Interactive Tool- Food Labelling Requirements

Below is an interactive image of a food product label which depicts the mandatory information as well as requirements related to certain voluntary information such as claims and brand names. As you scroll over the items, a brief description will appear or you can click on the item for more information. Please visit the food labelling and advertising website for further information.

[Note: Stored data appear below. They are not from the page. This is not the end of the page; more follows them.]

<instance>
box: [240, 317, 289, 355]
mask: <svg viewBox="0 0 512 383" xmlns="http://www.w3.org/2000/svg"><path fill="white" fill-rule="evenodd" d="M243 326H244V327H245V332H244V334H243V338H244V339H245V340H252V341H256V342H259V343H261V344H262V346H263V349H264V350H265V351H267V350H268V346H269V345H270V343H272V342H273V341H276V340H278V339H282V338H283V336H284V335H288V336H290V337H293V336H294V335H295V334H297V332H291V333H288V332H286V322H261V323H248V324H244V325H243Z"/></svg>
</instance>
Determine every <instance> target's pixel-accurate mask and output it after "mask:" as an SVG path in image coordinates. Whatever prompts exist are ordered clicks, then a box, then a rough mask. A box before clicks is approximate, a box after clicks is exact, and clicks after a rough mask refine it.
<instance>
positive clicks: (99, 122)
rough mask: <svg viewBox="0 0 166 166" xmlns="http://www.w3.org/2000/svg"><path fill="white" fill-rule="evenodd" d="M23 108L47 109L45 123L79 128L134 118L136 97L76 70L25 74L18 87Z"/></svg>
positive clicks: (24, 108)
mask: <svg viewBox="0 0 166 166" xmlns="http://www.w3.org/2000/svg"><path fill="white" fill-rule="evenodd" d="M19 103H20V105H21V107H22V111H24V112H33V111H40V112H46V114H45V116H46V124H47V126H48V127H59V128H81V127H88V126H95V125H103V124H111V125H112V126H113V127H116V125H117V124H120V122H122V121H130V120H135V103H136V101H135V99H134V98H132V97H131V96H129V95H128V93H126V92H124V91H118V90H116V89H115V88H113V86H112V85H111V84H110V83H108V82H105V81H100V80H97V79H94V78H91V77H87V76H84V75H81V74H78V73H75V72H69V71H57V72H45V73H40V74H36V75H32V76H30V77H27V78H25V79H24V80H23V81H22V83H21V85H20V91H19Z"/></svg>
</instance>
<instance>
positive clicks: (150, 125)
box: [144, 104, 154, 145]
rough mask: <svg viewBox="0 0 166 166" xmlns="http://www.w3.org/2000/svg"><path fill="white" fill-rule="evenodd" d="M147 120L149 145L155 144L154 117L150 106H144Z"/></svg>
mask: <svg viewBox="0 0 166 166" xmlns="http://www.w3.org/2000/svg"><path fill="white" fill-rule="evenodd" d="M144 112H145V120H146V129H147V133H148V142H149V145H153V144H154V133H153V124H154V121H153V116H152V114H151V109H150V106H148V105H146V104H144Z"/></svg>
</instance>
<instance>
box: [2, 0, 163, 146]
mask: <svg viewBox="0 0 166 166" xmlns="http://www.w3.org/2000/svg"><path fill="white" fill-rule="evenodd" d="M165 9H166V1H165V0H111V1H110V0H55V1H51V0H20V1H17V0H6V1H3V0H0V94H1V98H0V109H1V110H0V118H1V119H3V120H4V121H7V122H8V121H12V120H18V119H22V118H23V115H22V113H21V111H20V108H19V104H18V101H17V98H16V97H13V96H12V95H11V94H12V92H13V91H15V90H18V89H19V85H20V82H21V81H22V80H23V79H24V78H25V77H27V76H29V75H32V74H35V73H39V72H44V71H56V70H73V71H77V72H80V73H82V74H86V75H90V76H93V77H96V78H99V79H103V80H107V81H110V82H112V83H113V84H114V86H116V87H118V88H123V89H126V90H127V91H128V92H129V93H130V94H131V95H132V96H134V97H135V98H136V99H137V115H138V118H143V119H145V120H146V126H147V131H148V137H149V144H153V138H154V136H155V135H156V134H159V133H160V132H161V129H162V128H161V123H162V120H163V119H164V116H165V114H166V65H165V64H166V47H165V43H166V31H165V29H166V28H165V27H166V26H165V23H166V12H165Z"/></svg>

Interactive Food Label. Description of each label is listed below the image. Common Name Brand Name Composition Claim Nutrient content claim Net Quantity Nutrition Facts Table List of ingredients Allergy statement Origin Claim Name and Address Date Marking Principal Display Panel

Description of the interactive image - Labelling

Origin claim

The use of Product of Canada or the qualified Made in Canada claims are encouraged to ensure clarity for the consumer and to enhance their ability to identify Canadian made foods. Specific guidelines were developed to reflect consumer and industry expectations about what constitutes a Canadian product.

Name and Address

The name and address identifies the responsible party and provides the location where a company can be contacted. It must be declared on any part of the food container except the bottom, in either French or English.

Allergy statement

Allergen statements assist consumers in avoiding the potentially serious consequences of allergic and sensitivity reactions to foods. Priority allergens are required to be declared in food label ingredient lists. A separate statement at the end of the list of ingredients may also be used.

List of ingredients

The list of ingredients must be listed in descending order of proportion by weight, as determined before they are combined to make the food. It is required on most prepackaged foods. The ingredient list may be shown anywhere on the package, except the bottom and must be shown in both English and French.

Nutrition Facts table

The Nutrition Facts table (NFT) provides information about the nutrient content of a food (including energy (Calories) and 13 core nutrients) in a standardized format, allowing for comparison among foods at the point of purchase. The NFT must be displayed on the available display surface of a package in both English and French.

Date marking

The date marking (also known as "best before") is the anticipated amount of time that an unopened food product, when stored under appropriate conditions, will retain quality characteristics such as freshness, taste or appearance. "Best before" dates must appear on pre-packaged foods with a durable life of 90 days or less and may be declared on foods with a shelf life greater than 90 days. The "best before" date may appear anywhere on the package. If it is placed on the bottom, a clear indication of its location must be shown elsewhere on the label. It must be present in both English and French or indicated by using specified bilingual abbreviations.

Composition claim

Highlighted ingredient claim: a voluntary claim to draw attention to or emphasize the presence of an ingredient, component, class of ingredients or the flavour in a food, using words, pictures or graphics. These types of claims must not deceive a consumer with respect to the composition or quality of a food.

Principal Display Panel

The Principal Display Panel (PDP) is the part of the label that is displayed or visible under normal or customary conditions of sale or use (usually the front panel). The common name and net quantity of a food must be displayed on the PDP.

Brand name

Not required but frequently used by a manufacturer to identify its products distinctively from others of the same type. Brand names are subject to all labelling requirements, including compliance with provisions regarding claims.

Net quantity

The net quantity is the amount of food in the package. It must be present on the principal display panel in a minimum type height.

Nutrient content claim

A nutrient content claim is a voluntary statement which describes the amount of a nutrient in a food or a group of foods. Only those listed in the Food and Drug Regulations are permitted on food labels when the foods meet the stated criteria. When made, nutrient content claims must be in both English and French. When a nutrient content claim appears on a food, a Nutrition Facts table is required.

Common name

The common name is the name of the food printed in boldface type in the Food and Drug Regulations; the name prescribed by any other regulation; or the name by which the food is generally known. It must be present on the principal display panel in both English and French.